My parents met each other in the Basque country, but quickly left to study in America. Nowadays, we’ve forgotten how many French graduates were drawn to American universities, especially the business schools. So my father headed off to Harvard to do his MBA (as George W. Bush would later), my mother went with him and used her time to get a master’s in history at Mount Holyoke. Nineteen fifties America: like a black-and-white documentary. The dream reached out to the rest of the Western world. Long Cadillacs with fins, extra-large ice creams, buttered popcorn at the movies, Eisenhower reelected: magical symbols of perfect happiness. This was the America that kept its promises, the country of Cockaigne described by the handsome, tanned Philippe Labro. At the time, dissent was insignificant. Nobody said McDonald’s was fascist. Dad laughed at Bob Hope’s jokes on TV. People went bowling. Middle-class kids were inventing globalization. They believed in America, to them it personified modernity, efficiency, freedom. Ten years later, this same generation voted for Giscard because he was young like JFK. Brilliant, energetic, no-bullshit guys. At last we’d be rid of the burden of our European education. Go for it. Be direct. Go straight to the point. In the United States, the first question you’re asked is: “Where are you from?” because everyone is from somewhere else. Then they say: “Nice to meet you.” Because it’s nice to meet new people. In America, when someone invites you over, you can help yourself from the fridge without asking your hostess’s permission. I remember phrases from that period I often heard at home: “put your money where your mouth is,” “big is beautiful,” “back-seat driver” (my favorite, Mom used it when we were getting on her nerves from the back of the car), “take it easy,” “relax,” “gimme a break,” “you’re overreacting,” “for God’s sake.” The capitalist Utopia was just as crazy as communist utopia, but its violence was covert. It won the Cold War because of its image: of course people were dying of starvation in America as they were in Russia, but those who were dying of starvation in America were free to do so.

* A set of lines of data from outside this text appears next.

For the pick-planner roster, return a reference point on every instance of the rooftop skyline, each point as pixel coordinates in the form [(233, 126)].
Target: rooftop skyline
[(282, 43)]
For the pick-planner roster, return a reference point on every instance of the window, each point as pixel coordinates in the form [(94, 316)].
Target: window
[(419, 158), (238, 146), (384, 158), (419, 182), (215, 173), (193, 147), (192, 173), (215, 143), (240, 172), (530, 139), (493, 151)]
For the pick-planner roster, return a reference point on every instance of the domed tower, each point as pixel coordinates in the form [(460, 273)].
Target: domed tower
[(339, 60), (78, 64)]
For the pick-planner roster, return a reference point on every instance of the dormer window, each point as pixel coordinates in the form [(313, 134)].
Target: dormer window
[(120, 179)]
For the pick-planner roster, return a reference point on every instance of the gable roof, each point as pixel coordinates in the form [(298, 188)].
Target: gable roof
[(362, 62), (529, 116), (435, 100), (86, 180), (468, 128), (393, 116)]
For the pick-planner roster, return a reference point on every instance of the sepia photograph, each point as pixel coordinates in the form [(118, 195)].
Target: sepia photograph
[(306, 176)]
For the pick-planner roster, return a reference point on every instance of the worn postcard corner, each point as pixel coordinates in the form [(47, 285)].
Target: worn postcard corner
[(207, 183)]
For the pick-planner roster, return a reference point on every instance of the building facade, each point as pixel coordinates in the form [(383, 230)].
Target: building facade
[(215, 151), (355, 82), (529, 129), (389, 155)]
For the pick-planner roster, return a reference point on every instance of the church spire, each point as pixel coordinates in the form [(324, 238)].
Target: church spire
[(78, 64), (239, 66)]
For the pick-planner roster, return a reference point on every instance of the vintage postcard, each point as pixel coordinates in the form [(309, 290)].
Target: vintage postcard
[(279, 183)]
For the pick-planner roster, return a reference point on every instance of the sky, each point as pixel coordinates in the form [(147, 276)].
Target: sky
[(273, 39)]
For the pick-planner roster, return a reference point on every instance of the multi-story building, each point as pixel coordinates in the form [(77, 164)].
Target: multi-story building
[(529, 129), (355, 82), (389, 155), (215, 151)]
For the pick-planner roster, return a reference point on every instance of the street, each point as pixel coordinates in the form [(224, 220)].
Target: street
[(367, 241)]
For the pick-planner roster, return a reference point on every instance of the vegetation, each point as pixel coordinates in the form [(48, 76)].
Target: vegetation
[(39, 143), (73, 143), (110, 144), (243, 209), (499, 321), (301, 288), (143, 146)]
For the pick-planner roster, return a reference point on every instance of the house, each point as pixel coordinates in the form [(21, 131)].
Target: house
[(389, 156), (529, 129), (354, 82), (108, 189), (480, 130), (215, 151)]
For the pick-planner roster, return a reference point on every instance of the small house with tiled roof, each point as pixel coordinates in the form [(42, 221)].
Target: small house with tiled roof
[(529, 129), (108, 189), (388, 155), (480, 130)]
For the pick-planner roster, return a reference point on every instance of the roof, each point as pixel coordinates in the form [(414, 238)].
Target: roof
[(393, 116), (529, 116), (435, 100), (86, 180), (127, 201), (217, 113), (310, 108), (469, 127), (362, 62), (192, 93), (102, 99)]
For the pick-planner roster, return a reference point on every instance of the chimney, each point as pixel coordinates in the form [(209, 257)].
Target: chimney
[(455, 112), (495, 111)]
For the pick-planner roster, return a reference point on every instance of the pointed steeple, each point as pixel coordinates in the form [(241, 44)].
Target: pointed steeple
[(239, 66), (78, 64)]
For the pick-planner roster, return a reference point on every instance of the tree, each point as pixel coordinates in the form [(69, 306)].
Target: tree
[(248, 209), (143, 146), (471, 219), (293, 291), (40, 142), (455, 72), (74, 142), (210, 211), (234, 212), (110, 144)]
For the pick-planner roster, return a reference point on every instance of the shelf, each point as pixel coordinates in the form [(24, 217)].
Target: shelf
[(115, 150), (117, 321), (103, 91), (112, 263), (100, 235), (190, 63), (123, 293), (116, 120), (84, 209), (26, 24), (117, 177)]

All this was before 1968: the Beatles still had short hair. I remember my folks used to say that America was ten years ahead of France. Even the French Revolution happened ten years after theirs! If you wanted to know the future, all you had to do was keep your eyes glued to this idyllic country. Dad read the Herald Tribune, Time, Newsweek, and kept Playboy hidden in his desk drawer. CNN didn’t exist yet, but Time magazine, with its red-framed cover, was like a four-color process CNN. My mother got a scholarship to travel round the States on a Greyhound bus. She told me about the sea breeze, the excitement of the open road, the motels, the Buicks, the drive-ins, the drugstores, the diners, all those radio stations with names that began with “W.” The whole world eyed America enviously, because you always look enviously at your own future. May ‘68 did not come from the East: there was a lot of talk about Trotsky and Engels, but the overriding influence was Western. I’m convinced that the roots of May ‘68 lay in the USA, not the USSR. It was an overpowering urge to say “fuck you” to old-fashioned bourgeois morality. The revolution of May ‘68 wasn’t anti-capitalist, in fact it definitively ushered in the consumer society; the main difference between our generation and that of our parents was that they demonstrated in favor of globalization! I grew up in the decade that followed, in the benevolent shadow of the Star-Spangled Banner floating on the moon and posters of Schulz’s Snoopy. Films were released earlier in the US than they were in France; Dad used to bring back all the spinoff toys when he went on business trips: a Muppet Show lunchbox, Star Wars merchandise, Slime, an E.T. doll…It was during those years, the years of my amnesiac childhood, that the Spectacle of America seduced the rest of the world.
I hope America will always be ten years ahead of us: that would mean the Tour Montparnasse still has ten years.